Еще с мальчишеского возраста Девяткин работал в московском первоклассном ресторане; сначала мыл посуду и бегал на побегушках с мелкими поручениями, а потом занял место штатного официанта и пользовался общим доверием как хозяев, так и гостей.
Подошла осень, и разрастающиеся забастовки начали задевать теперь и самого Девяткина, а не хозяев-нанимателей, на которых ссылались как на врагов рабочего класса.
Остановились, наконец, конки и окраинные трамваи, так что ходить на службу приходилось пешком, а это было не близко и трудно. Остановились и железные дороги, а жена Девяткина с двумя ребятишками жила при станции Люберцы, верстах в двадцати от Москвы, у своего брата, железнодорожного слесаря. Все сношения с ними прекратились, и это было очень досадно и неудобно, особенно в такое тревожное время... Вспыхнула всероссийская почтово-телеграфная забастовка, и узнать что-нибудь о семье стало окончательно невозможно. Остановился газовый завод, погасло электричество, и Москва погрузилась во мрак; забастовали хлебопекарни, замер водопровод. . Все это вместе взятое так стиснуло жизнь, что среди темноты, пустоты и полной неуверенности за завтрашний день становилось все более и более жутко.
Наконец, подошли однажды огромной толпой к ресторану забастовщики и потребовали всех служащих к себе, на улицу, угрожая в противном случае хозяевам разбитием стекол, а служащим - занесением их имен на черную доску. Когда все они, служащие, вышли на улицу, толпа радостно приветствовала их, называя товарищами, и, вобрав их в свою гущу, потекла к следующему большому ресторану снимать с работы других.
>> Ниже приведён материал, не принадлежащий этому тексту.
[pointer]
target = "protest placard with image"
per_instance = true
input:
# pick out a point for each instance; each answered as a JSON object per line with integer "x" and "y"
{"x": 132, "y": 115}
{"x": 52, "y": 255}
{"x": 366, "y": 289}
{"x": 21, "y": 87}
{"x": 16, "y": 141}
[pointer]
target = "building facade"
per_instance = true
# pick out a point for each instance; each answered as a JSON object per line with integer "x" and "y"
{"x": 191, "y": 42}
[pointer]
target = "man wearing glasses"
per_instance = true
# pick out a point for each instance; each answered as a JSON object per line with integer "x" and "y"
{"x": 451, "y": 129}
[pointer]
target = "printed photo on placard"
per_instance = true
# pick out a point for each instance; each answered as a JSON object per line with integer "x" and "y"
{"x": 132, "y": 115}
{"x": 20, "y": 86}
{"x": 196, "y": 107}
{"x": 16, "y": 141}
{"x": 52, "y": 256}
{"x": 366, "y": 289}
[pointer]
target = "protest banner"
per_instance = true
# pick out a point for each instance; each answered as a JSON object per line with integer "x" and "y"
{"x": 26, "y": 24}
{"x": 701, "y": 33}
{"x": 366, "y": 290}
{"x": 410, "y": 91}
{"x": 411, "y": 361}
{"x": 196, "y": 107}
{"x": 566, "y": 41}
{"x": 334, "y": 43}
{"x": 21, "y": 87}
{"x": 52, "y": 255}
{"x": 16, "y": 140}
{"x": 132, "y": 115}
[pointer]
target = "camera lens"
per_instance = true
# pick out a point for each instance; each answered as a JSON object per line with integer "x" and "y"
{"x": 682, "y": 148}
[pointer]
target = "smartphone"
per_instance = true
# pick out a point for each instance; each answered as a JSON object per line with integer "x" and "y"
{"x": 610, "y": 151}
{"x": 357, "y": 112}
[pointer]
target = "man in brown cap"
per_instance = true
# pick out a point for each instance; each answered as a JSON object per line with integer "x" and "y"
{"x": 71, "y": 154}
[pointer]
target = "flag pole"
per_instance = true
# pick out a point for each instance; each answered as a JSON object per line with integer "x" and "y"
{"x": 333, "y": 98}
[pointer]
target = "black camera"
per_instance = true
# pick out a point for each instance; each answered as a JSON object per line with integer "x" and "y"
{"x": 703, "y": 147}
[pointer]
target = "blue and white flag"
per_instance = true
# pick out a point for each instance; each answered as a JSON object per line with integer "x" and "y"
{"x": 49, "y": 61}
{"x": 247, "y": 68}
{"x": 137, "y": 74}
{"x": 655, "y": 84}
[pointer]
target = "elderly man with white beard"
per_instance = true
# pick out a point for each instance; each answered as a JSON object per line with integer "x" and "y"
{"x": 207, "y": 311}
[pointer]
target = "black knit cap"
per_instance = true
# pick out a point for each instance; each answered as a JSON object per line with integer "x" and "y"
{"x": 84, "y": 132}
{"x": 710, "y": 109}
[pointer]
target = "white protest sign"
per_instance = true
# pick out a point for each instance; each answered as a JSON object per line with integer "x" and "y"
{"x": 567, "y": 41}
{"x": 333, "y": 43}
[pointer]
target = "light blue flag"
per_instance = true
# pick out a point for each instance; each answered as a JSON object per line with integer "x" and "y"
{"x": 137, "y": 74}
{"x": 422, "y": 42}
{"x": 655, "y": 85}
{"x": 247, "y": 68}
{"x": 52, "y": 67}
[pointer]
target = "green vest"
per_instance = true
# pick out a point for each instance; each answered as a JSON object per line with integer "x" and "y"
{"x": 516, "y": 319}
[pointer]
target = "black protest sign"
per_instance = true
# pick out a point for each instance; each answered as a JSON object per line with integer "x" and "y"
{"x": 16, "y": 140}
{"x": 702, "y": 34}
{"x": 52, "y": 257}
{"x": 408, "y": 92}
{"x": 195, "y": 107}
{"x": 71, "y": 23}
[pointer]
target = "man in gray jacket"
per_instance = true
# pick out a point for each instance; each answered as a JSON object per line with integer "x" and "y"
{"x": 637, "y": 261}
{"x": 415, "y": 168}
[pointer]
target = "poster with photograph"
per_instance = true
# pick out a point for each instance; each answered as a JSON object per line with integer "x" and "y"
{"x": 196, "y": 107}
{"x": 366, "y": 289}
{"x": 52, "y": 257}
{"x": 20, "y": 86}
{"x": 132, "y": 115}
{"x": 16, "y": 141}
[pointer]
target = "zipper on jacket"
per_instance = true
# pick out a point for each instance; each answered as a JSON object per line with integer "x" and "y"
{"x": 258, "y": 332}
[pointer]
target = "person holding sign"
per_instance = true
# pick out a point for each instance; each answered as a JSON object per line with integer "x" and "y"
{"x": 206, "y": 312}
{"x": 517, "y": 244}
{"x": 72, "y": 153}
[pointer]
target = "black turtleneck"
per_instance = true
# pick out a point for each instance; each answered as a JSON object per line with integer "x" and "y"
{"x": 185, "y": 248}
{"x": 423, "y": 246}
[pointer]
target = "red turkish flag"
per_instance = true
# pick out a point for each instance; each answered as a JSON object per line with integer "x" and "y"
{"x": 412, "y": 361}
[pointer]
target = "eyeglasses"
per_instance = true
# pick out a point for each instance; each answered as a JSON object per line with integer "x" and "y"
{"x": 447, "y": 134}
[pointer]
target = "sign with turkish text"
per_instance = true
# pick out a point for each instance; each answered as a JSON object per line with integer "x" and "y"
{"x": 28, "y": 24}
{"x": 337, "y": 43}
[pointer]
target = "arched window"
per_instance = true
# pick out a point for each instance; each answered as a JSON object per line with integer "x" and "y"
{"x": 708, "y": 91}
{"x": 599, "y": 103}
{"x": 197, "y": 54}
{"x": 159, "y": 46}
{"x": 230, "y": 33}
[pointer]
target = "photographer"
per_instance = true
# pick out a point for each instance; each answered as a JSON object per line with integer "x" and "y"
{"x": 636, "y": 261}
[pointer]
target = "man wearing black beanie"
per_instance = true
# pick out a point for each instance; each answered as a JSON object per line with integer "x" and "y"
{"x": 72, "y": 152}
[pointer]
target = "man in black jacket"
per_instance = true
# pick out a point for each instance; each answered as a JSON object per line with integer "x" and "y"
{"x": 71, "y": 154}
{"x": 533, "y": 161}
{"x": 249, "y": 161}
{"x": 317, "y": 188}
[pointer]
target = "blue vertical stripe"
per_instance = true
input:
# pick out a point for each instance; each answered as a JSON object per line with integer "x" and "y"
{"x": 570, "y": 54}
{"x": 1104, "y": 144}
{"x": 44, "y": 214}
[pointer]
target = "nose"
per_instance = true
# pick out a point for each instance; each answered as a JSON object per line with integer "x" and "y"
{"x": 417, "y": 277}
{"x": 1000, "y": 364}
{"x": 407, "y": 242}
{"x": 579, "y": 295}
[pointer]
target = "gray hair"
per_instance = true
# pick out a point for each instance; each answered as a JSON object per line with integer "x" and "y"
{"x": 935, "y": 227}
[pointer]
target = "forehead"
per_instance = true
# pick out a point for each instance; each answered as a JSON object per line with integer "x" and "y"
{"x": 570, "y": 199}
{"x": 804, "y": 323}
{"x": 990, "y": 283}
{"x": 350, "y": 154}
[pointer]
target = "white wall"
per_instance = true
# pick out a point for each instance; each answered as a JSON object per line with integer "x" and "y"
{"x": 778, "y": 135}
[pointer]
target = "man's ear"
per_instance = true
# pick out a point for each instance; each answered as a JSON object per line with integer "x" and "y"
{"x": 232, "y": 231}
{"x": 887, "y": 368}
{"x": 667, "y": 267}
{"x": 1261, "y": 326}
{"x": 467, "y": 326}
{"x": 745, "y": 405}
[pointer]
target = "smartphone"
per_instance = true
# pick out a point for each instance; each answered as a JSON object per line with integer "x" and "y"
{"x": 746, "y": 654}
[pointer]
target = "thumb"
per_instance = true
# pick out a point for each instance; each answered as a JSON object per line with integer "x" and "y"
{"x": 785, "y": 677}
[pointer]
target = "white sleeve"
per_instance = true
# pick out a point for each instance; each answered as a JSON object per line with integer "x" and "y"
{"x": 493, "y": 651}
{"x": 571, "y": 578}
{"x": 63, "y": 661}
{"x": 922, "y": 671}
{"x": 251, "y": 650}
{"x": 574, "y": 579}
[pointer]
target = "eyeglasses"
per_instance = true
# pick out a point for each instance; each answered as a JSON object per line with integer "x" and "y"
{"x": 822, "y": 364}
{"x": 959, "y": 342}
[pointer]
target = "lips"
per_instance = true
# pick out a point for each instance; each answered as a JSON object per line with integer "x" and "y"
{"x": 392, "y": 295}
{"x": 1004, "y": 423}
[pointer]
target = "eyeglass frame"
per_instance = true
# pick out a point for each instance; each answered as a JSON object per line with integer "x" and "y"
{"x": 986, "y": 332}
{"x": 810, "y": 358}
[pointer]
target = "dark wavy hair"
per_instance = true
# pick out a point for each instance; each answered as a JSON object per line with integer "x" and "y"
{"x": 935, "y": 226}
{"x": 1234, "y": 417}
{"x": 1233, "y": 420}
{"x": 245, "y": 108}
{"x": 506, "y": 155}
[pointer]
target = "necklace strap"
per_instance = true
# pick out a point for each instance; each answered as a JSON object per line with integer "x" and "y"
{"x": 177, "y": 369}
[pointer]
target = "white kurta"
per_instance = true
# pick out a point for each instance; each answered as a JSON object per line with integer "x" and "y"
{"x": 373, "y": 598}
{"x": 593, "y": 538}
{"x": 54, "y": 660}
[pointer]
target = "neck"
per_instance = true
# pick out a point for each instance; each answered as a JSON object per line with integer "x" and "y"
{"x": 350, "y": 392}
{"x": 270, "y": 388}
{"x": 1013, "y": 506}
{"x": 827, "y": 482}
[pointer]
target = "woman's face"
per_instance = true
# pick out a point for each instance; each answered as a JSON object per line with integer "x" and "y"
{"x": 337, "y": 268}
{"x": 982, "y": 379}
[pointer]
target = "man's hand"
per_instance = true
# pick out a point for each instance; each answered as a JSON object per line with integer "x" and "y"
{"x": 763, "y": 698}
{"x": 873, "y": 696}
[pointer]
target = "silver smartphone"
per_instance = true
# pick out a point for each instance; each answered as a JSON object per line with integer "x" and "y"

С каждым новым пунктом толпа значительно увеличивалась. Теперь она представляла собою что-то очень внушительное. Девяткин шел в этой возрастающей толпе, но старался ни с кем не разговаривать, а только подчинялся чьей-то воле и не понимал, для чего все это делается и для чего вовлечен в это дело он, вовсе не желающий ни бастовать, ни скандалить. В таком настроении проходил день за днем...
Но вот настал момент, когда и его самого захватило тревожное настроение. Было около часа дня. Он служил, как обычно, в своем ресторане, в большом зале, подавая завтраки, весьма скудные, без белого хлеба, в значительной комбинации из картофеля и капусты.
– Высочайший манифест! Кон-сти-ту-ция!
Листок газетной бумаги выхватывается у него из рук, все глаза жадно устремляются на печатные колонки, головы наклоняются над листком, пальцы бегают по строчкам.
Читают сразу несколько человек, быстро, кое-как ища главного, и вдруг раздается на весь зал восторженный громкий бас знаменитого певца:
– Конституция! Ура!
– Ур-ра!!
– подхватывают другие артисты.
Весь зал притих. Все замерло в ожидании, все взоры устремились на артистов.
Догадливый метрдотель распорядился скупить у газетчиков целую пачку этих листков, которые нарасхват разобрала публика в одну минуту.
– Конституция!
– раздавалось восторженно и тут и там.
– Конституция!
Жали друг другу руки, поздравляли; многие целовались.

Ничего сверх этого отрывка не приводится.